Quote from a book I am reading

'Every man has the same final destination: death at the end of life's road. But the path we travel makes all the difference. Some of us have maps and goals. Others are just lost'.

When I was manic I had a definite vision. I could see my path in technicolour! I felt like I had a purpose and a goal: Doing good and spreading love and the beauty of vipassana where I could. Now I no longer feel that way - I think that's one of the hardest parts to depression - namely that you feel directionless.. that you have no purpose!. I am trying to find my way again. I think what's really important to me is family and friends. Work is secondary to that. In fact work has a pretty low priority. Well, kinda.. I do believe the maxim that "no one on their death bed ever wishes they'd spent more time in the office".

That said, I am currently going through a phase where I'm trying to work out what job I want to do. I'm really thinking of becoming a maths teacher. I dunno if I will or not - but it seems like a good job. Besides the long holidays and the reasonable working hours you're passing on knowledge and have a chance to see kids develop. Could be good.. just dunno if I could control a class. Part of me thinks I could.. and part of me is dead scared!.

Tuesday, July 03, 2007

Its Not All Roses

What to write about today. Well, I think it's fair and reasonable to say that Vipassana is an incredibly powerful meditation technique. But I think it's only fair also to say just how risky meditation can be too. I went manic after 10 days of no talking and 11 hour days of meditation.

Admittedly at the time it felt completely wonderful, but being manic isn't a good state to be in. While very creative one has the urge to spend lots of money and just do whatever you want to do. I certainly had some interesting conversations, some of which I wish I could undo.

I suppose in a way this blog is turning into a little diary of someone who is swimming their way through bipolar! I'm not sure if it's fair to say that I am now bipolar after just having one manic and one depressive episode, but that's what they tell me I am!

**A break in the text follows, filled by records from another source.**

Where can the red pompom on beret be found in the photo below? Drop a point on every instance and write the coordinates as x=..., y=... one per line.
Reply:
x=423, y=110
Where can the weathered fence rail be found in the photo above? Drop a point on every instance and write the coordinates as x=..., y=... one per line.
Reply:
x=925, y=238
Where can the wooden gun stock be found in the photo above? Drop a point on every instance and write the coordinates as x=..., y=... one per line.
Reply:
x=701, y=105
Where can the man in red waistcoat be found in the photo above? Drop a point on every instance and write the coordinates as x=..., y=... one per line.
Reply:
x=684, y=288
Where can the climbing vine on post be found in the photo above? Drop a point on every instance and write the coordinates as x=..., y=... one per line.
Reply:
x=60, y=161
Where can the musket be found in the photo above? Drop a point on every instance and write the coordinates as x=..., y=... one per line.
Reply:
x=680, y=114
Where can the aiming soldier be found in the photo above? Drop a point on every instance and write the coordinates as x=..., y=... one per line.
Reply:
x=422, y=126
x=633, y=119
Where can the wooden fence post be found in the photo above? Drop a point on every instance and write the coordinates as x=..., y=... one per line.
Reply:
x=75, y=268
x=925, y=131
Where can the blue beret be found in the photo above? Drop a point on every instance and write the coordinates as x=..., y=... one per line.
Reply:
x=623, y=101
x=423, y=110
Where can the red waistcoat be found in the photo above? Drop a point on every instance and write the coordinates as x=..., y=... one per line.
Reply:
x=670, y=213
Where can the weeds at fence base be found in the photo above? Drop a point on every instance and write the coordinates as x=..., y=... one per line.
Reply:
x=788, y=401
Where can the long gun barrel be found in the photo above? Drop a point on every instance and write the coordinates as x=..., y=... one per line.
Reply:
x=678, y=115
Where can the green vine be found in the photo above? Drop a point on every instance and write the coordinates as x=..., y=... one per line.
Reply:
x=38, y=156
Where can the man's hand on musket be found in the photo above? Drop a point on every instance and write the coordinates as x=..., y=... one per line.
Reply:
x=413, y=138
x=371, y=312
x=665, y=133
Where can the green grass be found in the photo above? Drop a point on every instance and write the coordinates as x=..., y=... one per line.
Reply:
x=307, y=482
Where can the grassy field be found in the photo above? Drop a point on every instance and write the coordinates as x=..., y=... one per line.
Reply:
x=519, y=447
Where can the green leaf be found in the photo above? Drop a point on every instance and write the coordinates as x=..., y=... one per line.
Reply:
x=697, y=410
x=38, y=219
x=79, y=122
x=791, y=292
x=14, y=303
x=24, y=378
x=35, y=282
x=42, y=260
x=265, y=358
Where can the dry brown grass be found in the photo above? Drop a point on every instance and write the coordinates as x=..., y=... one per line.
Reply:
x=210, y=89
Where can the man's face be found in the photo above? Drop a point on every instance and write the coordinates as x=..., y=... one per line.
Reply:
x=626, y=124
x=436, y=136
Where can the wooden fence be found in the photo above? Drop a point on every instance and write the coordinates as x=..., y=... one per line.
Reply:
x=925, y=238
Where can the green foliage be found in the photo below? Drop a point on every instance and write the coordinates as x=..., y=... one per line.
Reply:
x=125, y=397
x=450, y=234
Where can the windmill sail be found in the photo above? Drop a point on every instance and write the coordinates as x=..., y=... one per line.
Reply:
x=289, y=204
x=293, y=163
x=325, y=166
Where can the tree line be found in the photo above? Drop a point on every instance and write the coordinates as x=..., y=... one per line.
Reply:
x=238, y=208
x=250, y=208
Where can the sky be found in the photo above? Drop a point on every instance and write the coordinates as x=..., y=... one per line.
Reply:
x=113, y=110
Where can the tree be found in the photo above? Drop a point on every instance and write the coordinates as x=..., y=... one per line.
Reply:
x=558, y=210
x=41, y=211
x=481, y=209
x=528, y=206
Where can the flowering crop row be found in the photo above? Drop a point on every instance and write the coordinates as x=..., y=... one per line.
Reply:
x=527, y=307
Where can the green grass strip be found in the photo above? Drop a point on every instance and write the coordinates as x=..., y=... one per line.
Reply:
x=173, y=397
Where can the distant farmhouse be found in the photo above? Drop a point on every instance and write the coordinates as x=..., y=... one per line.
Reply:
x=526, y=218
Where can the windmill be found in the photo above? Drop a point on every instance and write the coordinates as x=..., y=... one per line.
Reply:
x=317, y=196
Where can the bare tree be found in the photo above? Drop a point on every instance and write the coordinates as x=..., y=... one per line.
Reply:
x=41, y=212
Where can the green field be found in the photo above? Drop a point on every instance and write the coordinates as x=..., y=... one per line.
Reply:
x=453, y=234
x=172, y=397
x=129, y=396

I must say, depression utterly sucks. For those of you who have never been through it it's extremely difficult to say what it's like. You just don't want to get up in the mornings. I had mornings where I would like in bed agonising over what my day was going to be like! It's quite ridiculous really. I found myself walking through supermarkets and not being able to make my mind up over what to buy. Ridiculous. But until you've been there you'd never understand.

I'm trying to think that this will all turn out to be a positive experience.. I do hope it will have, but at the moment I'm not really sure it has been. I have been extremely lucky to have an employer who has allowed me huge amounts of flexibility and understanding. Very lucky indeed - anyone else and I feel sure I would have been let go long ago.

Some people reading this who have done Vipassana probably think I am being unfair in linking my troubled story to what, for them, has been an incredibly positive experience. It was probably my fault that I didn't do more investigation into what Vipassana was all about before diving into it feet first. I hope in some small way that maybe people will read this story and perhaps do some easier meditation courses first before diving in the deep end.